You would think that the magnetic field drops off according to an exponential equation, but its not always like that with magnetic fields. They must always travel from North to South, which leads to some strange cases. That is why such simple sounding research like this gets done.
uhjim
1 / 5 (1) Apr 23, 2012
"Mathematics" is a human contrivance (a scientific theory)"

so you say
Cave_Man
1 / 5 (3) Apr 23, 2012
I'll take a moment and restate Russell's Paradox here, for convenience of readers.

"A man of Seville is shaved by the Barber of Seville if and only if the man does not shave himself. Does the Barber shave himself?" If he does then he doesn't, but if he doesn't then he does!"

Until set theory refines the concept of infinity, it's going to spew out all sorts of paradoxes that are impossible in nature.


This type of thinking leads me to believe in a holographic universe. The whole thing is in all it's component parts in the form of information, that's why all the matter in the universe was in one atom so to speak at the big bang. All particles remember all interactions since the beginning of time and therefore the information of all other particles.

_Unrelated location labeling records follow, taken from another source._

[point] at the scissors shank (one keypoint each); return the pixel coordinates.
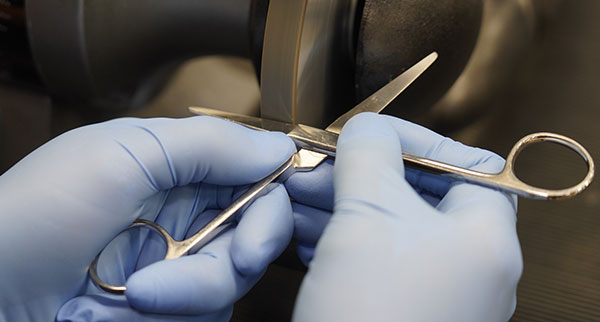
(248, 196)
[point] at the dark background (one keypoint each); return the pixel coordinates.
(554, 86)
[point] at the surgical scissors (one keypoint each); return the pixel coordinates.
(315, 145)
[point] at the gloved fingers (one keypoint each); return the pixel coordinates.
(106, 307)
(263, 232)
(175, 152)
(469, 201)
(368, 168)
(309, 223)
(313, 188)
(200, 283)
(426, 143)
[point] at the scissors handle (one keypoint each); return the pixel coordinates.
(176, 249)
(506, 179)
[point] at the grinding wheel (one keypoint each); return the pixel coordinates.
(321, 57)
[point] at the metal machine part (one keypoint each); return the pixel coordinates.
(306, 63)
(116, 54)
(304, 159)
(393, 34)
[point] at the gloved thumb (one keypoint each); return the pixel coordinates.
(369, 170)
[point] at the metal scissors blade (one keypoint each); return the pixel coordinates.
(314, 145)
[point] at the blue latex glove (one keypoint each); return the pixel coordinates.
(406, 246)
(64, 202)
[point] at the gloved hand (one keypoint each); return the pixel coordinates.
(403, 245)
(64, 202)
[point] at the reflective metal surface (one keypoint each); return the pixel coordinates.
(306, 72)
(176, 249)
(325, 141)
(506, 180)
(306, 137)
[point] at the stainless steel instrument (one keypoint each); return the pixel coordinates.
(315, 145)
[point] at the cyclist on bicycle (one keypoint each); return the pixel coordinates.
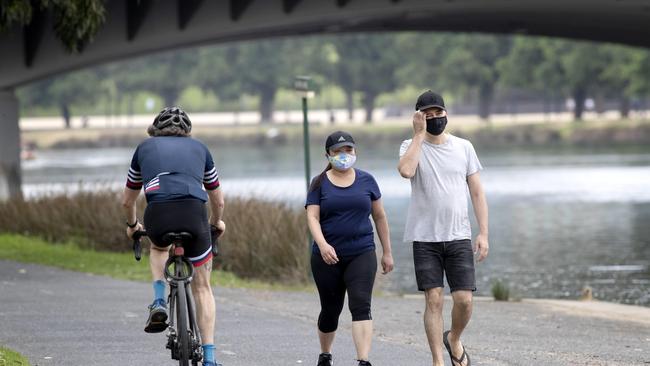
(172, 166)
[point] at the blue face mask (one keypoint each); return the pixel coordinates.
(342, 161)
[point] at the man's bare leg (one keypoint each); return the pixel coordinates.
(433, 323)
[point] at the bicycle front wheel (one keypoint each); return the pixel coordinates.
(184, 350)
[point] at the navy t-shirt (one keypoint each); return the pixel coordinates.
(345, 213)
(171, 167)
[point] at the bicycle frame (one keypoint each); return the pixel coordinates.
(179, 272)
(179, 279)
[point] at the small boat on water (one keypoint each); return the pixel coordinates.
(27, 152)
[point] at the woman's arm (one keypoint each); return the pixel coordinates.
(381, 223)
(313, 221)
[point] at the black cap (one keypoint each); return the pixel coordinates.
(429, 99)
(338, 139)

Stored in string vibrations somehow I would assume kinda like an interference pattern. Makes me think the whole universe is an interference pattern. Spacetime God=Cosmic ripples in the lake of quantified meaning.
Standing Bear
1 / 5 (1) Apr 23, 2012
You mean a magnetic field of sufficient strength and/or configuration is like a 'warp field'?
jibbles
5 / 5 (1) Apr 23, 2012
1) did they use google translate to write this?!
3) cantor and the continuum hypothesis do not seem very relevant to the result. the space wasted on them here could well have been used to give more detail about the result.
2) it's funny how a phrase like "to infinity" can set people's heads spinning. if it bothers you, just replace it with "arbitrarily far".

-- arbitrarily far and beyond!
jibbles
not rated yet Apr 23, 2012
again, this is one vague and terribly "written" report with rambling, irrelevant material. who gets paid to write/vet/republish these hack jobs?
taniana
1 / 5 (2) Apr 25, 2012
as Eddie implied I'm blown away that a person able to profit $7977 in four weeks on the internet. did you look at this site NuttyRich.com
Jotaf
not rated yet Apr 28, 2012
Perhaps you're thinking that "infinite" means "everything." It doesn't, not even in set theory.

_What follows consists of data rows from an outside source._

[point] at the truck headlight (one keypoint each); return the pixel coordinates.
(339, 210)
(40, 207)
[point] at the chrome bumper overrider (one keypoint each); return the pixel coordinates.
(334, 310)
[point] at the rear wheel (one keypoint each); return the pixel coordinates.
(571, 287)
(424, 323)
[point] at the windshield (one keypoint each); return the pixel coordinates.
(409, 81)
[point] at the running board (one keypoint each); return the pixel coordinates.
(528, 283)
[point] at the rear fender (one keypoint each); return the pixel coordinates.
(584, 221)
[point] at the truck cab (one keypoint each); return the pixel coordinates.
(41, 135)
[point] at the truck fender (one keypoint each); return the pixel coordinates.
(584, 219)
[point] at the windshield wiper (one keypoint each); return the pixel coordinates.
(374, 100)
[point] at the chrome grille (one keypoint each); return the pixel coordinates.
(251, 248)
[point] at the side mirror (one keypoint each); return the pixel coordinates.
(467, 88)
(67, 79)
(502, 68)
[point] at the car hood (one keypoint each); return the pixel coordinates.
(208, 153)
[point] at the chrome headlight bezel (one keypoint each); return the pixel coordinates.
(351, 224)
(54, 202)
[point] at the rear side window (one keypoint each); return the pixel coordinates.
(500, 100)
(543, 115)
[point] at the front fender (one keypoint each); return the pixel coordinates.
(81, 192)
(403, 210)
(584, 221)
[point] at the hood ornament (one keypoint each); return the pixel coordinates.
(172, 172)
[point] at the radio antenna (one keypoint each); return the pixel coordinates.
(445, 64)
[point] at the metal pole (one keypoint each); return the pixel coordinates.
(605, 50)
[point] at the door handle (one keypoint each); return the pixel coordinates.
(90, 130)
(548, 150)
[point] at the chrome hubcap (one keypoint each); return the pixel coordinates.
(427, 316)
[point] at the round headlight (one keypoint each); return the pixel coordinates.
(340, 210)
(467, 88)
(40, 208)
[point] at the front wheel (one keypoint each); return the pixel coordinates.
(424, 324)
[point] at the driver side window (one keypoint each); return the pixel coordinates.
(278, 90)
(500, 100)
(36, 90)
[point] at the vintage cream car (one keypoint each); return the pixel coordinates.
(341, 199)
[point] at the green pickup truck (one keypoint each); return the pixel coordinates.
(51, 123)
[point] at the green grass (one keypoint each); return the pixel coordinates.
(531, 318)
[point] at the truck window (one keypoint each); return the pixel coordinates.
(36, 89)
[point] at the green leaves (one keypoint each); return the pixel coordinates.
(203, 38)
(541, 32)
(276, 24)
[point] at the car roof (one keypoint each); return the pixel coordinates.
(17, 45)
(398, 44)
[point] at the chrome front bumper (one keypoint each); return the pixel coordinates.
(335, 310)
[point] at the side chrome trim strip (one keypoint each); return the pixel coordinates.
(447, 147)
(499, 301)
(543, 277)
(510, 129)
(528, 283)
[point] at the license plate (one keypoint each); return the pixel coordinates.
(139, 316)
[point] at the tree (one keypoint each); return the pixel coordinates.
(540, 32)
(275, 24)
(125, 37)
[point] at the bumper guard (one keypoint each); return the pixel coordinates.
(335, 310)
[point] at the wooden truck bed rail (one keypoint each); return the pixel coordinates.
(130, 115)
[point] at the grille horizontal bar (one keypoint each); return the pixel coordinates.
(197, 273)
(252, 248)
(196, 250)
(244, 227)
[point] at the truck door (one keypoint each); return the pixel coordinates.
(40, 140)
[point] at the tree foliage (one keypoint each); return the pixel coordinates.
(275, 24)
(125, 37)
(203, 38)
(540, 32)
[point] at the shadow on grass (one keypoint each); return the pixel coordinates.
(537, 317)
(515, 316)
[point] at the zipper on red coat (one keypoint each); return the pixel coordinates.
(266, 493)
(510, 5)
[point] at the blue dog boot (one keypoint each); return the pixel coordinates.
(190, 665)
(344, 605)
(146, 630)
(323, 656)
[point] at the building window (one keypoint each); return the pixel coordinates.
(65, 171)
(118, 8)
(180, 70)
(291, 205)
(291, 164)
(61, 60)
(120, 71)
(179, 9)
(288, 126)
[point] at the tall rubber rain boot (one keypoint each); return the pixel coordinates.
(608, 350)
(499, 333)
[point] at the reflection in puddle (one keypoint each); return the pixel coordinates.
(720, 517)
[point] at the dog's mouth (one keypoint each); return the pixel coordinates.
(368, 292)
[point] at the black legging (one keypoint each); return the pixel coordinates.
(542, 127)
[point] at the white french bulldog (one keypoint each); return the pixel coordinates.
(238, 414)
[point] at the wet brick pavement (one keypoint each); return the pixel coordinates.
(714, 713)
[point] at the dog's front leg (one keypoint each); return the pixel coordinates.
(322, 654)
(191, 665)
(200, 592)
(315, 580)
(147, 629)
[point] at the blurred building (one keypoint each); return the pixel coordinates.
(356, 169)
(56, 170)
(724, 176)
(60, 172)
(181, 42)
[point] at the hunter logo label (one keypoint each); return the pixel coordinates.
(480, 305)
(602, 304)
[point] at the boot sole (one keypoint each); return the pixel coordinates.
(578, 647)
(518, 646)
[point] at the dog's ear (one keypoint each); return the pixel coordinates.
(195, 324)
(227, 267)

I know that, I asked that question because I thought you were implying the opposite! Analogies like that one about the house are not great for explaining these things. That's why we have math, spoken/written language has its limitations.
Jotaf
5 / 5 (1) Apr 28, 2012
So this is what the great learned brains here are up to. You can't have a infinite greater than an infinite. That is like saying 10 is greater than 10. Secondly,the concept of infinite is an abstract concept.


I've explained this in my previous 2 posts. You can prove that infinities are of different nature with very simple arguments. See the episode "To infinity and beyond" of the documentary series "The Story of Maths" by Marcus du Sautoy for a nice explanation.

Also, if infinity were abstract with no relation to reality, engineers and scientists wouldn't use the concept on an almost daily basis. It would break down fast and people would quickly recognize it as the bunch of hocus-pocus that you believe it is. It's clearly not the case.

I just hate it when people are so dismissive of something, just because they have an oversimplified mental picture of it.